The most recent evidence to support this thesis came in this month's first cricket test between Australia and South Africa. David Warner's scuffle with a South African player, and Nathan Lyon's bizarre and nasty action, having run out the South African A.B. de Villiers, in appearing to drop the ball on his face as he lay on the ground, came in the wake of a series of similarly unpleasant moments, many of them involving cricket.

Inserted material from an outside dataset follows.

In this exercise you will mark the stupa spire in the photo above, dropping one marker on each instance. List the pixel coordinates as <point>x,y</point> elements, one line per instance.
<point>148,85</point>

We do not need to go back far to recall the "underarm bowling" incident that involved our own cricket team and it was, after all, the Australians who invented the term and the practice of "sledging" - the use of constantly repeated nasty and personal remarks designed to unsettle one's opponents. This practice - which has now become something of an art form, and is defended as a legitimate element in Australia's game-day strategy - is not restricted in Australian sport to cricket; indeed, it reached its high (or perhaps one should say low) point when Nick Kyrgios, the notoriously badly behaved Australian tennis player, remarked to an opponent as they crossed at the net in a close match, that he should know that his girlfriend had slept with another named player.
What is disturbing about these incidents is that they are not just lapses on the part of wayward individuals but seem to be endemic in, and part and parcel of, the underlying attitude to sport in Australia. So important has sporting success become to the Australian psyche, it seems, that "anything goes" as long as the victory is secured.
Most Australians would dismiss any talk of "fair play" or of "the spirit of the game" or of "sportsmanship" as the talk of "losers" or, at best, hopelessly old-fashioned. A deliberate aggressiveness is thought to be the key to success and, when victory is won, an excessive triumphalism is expected as the appropriate Australian response.